[
https://issues.apache.org/jira/browse/CLOUDSTACK-4939?page=com.atlassian.jira.plugin.system.issuetabpanels:comment-tabpanel&focusedCommentId=13805701#comment-13805701
]
Ivan Kozlov commented on CLOUDSTACK-4939:
-----------------------------------------
I think I know what's going on. Management server send commands to
create/backup/delete snapshots randomly to any host. Depending on VM is running
or not on the host, host uses libvirt or qemu-img.
For example host1 creates snapshot using qemu-img. Command snapshot backup is
sent to host2, where VM is running. host2 tries to backup snapshot using
libvirt but there is no snapshot visible for that domain (because it was
created with qemu-img). so backup fails. the more hosts are in cluster the more
possible is snapshot failure.
So we need to
1. Check if VM is running before snapshot.
2. If VM is running send all commands (create/backup/delete snapshot) only to
the host where it is running.
To my mind this should solve the issue. Maybe someone can do this?

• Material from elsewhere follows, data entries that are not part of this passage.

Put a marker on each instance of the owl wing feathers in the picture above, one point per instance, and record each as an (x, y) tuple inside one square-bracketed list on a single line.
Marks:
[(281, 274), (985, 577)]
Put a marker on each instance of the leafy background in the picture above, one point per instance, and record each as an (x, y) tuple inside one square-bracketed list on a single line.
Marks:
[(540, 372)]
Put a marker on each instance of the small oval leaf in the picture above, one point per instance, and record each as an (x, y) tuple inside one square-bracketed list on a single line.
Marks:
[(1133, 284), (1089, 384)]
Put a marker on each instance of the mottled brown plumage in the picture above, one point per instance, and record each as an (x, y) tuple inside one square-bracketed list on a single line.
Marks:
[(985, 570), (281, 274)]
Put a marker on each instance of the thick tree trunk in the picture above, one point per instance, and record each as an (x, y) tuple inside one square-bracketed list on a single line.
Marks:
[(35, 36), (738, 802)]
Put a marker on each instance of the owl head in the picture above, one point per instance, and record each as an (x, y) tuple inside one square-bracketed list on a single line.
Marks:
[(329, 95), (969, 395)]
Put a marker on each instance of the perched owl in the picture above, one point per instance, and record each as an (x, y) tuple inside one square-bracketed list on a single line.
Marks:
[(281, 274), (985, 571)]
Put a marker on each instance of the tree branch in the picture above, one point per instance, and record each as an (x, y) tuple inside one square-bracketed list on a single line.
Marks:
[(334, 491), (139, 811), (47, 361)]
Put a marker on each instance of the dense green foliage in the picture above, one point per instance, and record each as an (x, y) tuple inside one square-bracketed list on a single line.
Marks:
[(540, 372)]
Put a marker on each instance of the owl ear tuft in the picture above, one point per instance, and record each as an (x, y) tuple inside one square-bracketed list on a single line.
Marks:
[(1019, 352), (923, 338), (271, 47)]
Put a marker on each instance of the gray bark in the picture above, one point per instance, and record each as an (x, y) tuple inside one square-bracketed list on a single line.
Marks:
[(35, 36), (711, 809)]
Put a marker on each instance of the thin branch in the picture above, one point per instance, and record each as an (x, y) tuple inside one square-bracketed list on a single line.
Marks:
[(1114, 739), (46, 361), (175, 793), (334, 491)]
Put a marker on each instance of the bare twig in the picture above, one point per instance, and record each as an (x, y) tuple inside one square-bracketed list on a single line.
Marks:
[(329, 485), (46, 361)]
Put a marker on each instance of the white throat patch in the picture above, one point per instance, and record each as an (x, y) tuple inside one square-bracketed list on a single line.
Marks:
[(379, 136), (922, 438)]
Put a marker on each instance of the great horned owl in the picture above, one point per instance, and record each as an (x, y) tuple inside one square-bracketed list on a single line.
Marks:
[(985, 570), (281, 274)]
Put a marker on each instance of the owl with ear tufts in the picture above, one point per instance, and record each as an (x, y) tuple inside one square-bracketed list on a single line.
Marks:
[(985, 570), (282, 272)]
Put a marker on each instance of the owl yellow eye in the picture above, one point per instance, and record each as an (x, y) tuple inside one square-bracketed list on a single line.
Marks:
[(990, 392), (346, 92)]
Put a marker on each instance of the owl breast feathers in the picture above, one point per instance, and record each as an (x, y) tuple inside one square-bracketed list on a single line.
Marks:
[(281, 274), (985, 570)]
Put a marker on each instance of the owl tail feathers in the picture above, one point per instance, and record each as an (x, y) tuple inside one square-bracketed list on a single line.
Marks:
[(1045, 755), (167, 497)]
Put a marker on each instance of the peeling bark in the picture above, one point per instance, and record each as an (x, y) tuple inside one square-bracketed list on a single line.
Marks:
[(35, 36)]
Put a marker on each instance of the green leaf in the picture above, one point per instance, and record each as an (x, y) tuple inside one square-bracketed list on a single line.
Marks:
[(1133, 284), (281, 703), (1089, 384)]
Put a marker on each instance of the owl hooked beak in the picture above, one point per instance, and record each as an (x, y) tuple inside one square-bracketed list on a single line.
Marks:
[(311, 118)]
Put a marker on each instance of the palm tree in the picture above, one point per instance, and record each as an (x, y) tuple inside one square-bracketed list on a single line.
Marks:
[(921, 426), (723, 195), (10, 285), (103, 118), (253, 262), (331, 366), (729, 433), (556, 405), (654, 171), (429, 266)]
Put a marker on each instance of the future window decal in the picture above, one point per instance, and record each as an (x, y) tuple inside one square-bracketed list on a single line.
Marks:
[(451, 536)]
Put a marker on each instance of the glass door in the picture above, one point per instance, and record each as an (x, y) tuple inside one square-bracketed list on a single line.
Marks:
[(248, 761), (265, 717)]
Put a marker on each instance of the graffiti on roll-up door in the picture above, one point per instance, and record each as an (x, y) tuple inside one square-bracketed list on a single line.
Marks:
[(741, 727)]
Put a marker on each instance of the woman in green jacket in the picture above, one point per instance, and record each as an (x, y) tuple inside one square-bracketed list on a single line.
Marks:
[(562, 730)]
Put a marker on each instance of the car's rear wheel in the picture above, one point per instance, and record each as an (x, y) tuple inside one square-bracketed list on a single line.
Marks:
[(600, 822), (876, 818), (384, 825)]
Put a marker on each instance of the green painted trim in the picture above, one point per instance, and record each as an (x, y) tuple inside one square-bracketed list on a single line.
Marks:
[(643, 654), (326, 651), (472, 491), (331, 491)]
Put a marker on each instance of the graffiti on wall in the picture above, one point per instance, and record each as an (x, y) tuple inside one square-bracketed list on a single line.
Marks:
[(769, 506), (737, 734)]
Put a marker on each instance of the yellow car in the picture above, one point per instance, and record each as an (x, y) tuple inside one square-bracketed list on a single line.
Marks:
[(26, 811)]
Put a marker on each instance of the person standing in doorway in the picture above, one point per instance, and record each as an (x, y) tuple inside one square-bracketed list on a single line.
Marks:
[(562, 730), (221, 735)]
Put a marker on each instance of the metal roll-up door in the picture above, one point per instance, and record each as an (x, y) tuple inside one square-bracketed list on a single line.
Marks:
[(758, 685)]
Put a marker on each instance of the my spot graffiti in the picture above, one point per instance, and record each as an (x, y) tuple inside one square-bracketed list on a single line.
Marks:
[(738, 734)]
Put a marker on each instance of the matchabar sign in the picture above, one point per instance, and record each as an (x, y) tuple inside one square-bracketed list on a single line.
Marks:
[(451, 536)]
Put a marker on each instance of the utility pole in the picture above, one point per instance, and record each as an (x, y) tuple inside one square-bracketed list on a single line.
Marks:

> Failed to create snaphot (KVM, GFS2)
> ------------------------------------
>
> Key: CLOUDSTACK-4939
> URL: https://issues.apache.org/jira/browse/CLOUDSTACK-4939
> Project: CloudStack
> Issue Type: Bug
> Security Level: Public(Anyone can view this level - this is the
> default.)
> Components: KVM, Snapshot
> Affects Versions: 4.2.0, 4.2.1
> Environment: CentOS 6.4, KVM, Shared mount point primary storage,
> GFS2, iSCSI
> Reporter: Ivan Kozlov
> Priority: Blocker
> Labels: kvm, sharedstorage, snapshot
> Fix For: 4.2.1
>
>
> With one host snapshots are created ok. After adding second host some
> snapshots fail (Failed to create snapshot due to an internal error creating
> snapshot for volume 14) stucking with state "CreatedOnPrimary". Even when all
> VMs are running on the same host.
> debug libvirt log shows:
> 2013-10-23 17:31:21.634+0000: 20007: debug :
> virStorageFileGetMetadataInternal:673 :
> path=/mnt/48a148f6-3373-3af2-8667-2f240988163d/snapshots, fd=31, format=2
> 2013-10-23 17:32:57.189+0000: 20015: debug : qemuSnapObjFromName:233 : Domain
> snapshot not found: no domain snapshot with matching name
> '909848a0-b3ec-4657-a53a-c449dc24365b'
> 2013-10-23 17:32:57.474+0000: 20009: debug :
> virStorageFileGetMetadataInternal:673 :
> path=/mnt/48a148f6-3373-3af2-8667-2f240988163d/snapshots, fd=31, format=2
> 2013-10-23 17:34:28.264+0000: 20008: debug : qemuSnapObjFromName:233 : Domain
> snapshot not found: no domain snapshot with matching name
> 'f4e51b11-ac79-4a6a-b887-8926ffbd5cca'
> management server log:
> 2013-10-23 20:29:50,561 INFO [user.snapshot.CreateSnapshotCmd]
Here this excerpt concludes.